Chained XXX Videos
Young couple's summer evening turns to disaster.
Knowing the Germans as I do, they'll no doubt change the mystique of car by making the car better, more drivable, dependable, reliable, and more livable, all while getting better fuel economy.
"How dare they! How could they! God save the queen!"
Ford bought Aston Martin and Jaguar then sold Aston Martin to venture capitalists, one from Kuwait, while BMW bought Mini Cooper. Now that Ford doesn't own them and no longer outfits them with the cheapish interior mechanicals of a Ford Focus, although they still own a large share of the company, Aston Martin is another car I'd buy if ever I could afford to buy one. I love Aston Martins.
What were the British thinking I wonder when selling off all of their automotive history and the cars that made all Brits proud to the highest bidder? What were the British having a car manufacturers sale or have the Brits gone mad, totally bonkers to sell their beloved Marques, Bentley, Rolls Royce, Jaguar, and Aston Martin? Maybe they needed the cash to pay for the royal wedding of Prince William and Kate Middleton and for the Queen's diamond jubilee. With much of their manufacturing base shipped overseas, is it any wonder why their economy is just as bad there as it is here. Soon the only cars sold will be made by the Chinese.
"Yes, every car comes with a fortune cookie. We never know what's inside the fortune cookie. One man had a coupon to trade his new Chinese reverse engineered car in for a real car, a Ford Mustang GT."
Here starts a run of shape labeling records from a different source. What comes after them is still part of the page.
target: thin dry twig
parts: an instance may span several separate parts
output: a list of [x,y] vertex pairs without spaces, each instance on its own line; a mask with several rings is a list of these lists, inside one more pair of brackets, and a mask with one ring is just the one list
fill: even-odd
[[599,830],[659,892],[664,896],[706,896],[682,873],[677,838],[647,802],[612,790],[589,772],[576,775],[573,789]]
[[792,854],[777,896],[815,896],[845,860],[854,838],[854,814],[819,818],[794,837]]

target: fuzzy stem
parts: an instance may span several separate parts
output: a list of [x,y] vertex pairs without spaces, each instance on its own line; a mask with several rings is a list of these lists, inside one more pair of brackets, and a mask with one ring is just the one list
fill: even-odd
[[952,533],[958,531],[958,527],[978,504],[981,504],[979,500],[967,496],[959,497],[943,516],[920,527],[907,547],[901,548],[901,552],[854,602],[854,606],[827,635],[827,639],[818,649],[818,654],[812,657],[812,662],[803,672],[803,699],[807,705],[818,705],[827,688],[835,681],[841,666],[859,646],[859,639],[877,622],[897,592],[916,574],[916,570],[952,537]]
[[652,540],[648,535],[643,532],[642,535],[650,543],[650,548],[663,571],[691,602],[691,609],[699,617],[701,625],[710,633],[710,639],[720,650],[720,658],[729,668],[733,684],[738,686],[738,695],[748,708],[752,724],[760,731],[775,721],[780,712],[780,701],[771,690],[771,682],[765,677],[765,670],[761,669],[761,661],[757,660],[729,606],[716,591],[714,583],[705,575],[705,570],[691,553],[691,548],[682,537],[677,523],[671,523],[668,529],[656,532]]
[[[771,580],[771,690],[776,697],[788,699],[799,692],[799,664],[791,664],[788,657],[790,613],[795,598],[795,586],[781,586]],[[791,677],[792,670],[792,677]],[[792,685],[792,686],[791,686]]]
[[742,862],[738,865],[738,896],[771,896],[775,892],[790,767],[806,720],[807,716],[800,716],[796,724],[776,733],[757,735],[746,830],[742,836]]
Except for Morgan and Land Rover, the manufacturer of the Range Rover, are the Brits now out of the new car manufacturing business? Except for the Queen and her love for Range Rovers and hunting birds with her dogs and shotgun out in the field, because of sky-high gas prices, nearly everyone across the pond drives a Fiat 500 anyway.
"Say Mate, every time I start my car, a voice says Buon Giorno and every time I turn it off, it says, Ciao. What the bloody Hell is that?"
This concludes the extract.